Eppure, non una volta gli
era passata per l’anticamera del cervello l’idea di
tornare indietro. Mai si
era voltato, con sguardo malinconico, a scrutare la vita che aveva,
volutamente, abbandonato.
La verità era che,
nonostante la situazione fosse alquanto disperata, lui si sentiva
finalmente
libero, come non gli era capitato prima.
Per quel medesimo
motivo ora respirava a pieni polmoni un’aria diversa, e non
più quella putrida
e stagnante della sua stanza. Poche, pochissime volte aveva ripensato a
ciò che
era stato in precedenza e, malgrado non fosse passato, obbiettivamente,
poi
così tanto tempo, i suoi giorni in Germania gli parevano
straordinariamente
lontani.
Si
fermò di colpo, osservandosi i piedi. Quello destro gli
doleva appena, e
comunque quel sottile tormento gli dava sui nervi. Qualche attimo dopo
un paio
di scarpe volava nell’aria, per poi atterrare scompostamente
a terra. Poco più
avanti c’era un calzino e dietro, subito un altro.
Lo sentiva
chiaramente, ora: la terra umida, l’erba fresca.

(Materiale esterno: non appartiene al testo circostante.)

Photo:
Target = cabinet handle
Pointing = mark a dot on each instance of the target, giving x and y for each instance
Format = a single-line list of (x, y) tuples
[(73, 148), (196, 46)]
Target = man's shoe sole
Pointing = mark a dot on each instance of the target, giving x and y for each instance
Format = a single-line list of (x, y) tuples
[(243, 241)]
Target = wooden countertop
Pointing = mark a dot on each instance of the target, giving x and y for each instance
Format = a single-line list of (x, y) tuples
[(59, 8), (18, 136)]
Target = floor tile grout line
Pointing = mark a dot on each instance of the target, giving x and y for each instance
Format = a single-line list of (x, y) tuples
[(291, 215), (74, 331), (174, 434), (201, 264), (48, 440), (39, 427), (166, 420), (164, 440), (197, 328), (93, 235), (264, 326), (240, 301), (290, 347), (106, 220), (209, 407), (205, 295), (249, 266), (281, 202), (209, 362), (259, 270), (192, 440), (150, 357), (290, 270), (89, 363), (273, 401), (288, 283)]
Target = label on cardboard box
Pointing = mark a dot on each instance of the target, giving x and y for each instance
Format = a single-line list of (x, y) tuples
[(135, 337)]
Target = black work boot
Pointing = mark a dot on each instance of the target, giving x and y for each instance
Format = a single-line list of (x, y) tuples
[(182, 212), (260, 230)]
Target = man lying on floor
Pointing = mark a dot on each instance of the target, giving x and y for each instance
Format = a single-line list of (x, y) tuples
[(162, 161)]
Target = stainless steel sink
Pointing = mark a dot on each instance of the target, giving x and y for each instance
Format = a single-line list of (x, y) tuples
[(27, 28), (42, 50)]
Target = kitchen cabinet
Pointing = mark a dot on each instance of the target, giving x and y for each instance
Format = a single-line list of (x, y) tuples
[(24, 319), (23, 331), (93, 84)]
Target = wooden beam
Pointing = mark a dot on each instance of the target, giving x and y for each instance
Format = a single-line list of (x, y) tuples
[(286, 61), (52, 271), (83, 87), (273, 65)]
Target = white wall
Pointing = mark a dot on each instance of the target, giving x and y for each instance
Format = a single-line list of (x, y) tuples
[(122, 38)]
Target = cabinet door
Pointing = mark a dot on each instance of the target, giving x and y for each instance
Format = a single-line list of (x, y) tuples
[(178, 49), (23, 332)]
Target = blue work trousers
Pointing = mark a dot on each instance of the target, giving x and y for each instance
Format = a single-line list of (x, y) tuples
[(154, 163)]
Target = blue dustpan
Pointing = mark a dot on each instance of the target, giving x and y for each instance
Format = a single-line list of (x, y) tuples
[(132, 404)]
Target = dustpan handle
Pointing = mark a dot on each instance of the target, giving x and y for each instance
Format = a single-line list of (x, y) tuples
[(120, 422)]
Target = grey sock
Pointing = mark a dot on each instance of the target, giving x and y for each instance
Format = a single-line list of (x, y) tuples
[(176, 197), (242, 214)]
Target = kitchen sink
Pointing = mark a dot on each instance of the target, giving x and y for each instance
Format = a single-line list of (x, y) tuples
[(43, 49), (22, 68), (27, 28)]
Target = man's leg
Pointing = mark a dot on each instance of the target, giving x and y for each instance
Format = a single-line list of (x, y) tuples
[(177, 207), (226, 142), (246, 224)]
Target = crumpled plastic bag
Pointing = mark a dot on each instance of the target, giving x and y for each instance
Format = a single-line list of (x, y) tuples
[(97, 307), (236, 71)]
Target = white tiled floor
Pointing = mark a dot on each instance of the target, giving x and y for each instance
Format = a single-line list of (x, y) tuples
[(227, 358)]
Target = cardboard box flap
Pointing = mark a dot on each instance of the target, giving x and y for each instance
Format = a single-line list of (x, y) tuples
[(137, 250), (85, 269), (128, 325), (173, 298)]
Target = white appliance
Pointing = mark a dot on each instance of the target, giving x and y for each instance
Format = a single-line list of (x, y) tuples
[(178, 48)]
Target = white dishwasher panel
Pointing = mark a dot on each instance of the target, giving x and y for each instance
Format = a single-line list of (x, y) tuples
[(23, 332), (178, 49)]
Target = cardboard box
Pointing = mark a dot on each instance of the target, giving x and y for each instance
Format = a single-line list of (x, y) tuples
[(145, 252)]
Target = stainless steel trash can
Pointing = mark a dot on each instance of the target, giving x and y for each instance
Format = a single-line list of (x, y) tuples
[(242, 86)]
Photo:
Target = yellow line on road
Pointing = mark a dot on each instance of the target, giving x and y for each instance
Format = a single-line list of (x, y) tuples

Un’energia nuova che partiva
dal basso per fluire poi in tutto il corpo. Passi sempre più
svelti, divenuti
in seguito corsa; Mihael guardava i suoi piedini muoversi prima con
incertezza,
incespicando; e poi vedeva la sua falcata prendere slancio e
regolarità,
diventare un galoppo possente. Correva con tutta la forza che aveva, il
piccolo
Mihael, nonostante fosse stremato, nonostante il vento gelido gli
sferzasse il
viso. Contro tutto e tutti, scappava ancora da una prigionia che lo
aveva
impedito per troppo tempo, come un’animale braccato che
intende mettere più
spazio possibile tra lui e i suoi aguzzini; Mihael in quel momento
sentì che
non vi era alcuna differenza tra lui e le nuvole o le montagne: era
aria e
terra, libero e immenso come tutto il cielo.
Una
signora si affacciò dal balcone della sua casetta sperduta
e, inizialmente
sorpresa, rise di gusto vedendo in lontananza quel bimbetto scalzo che
sgambettava lungo il sentiero. Si ricordò di quando era
piccola e libera, e di
come anche lei amasse giocare sotto la pioggia.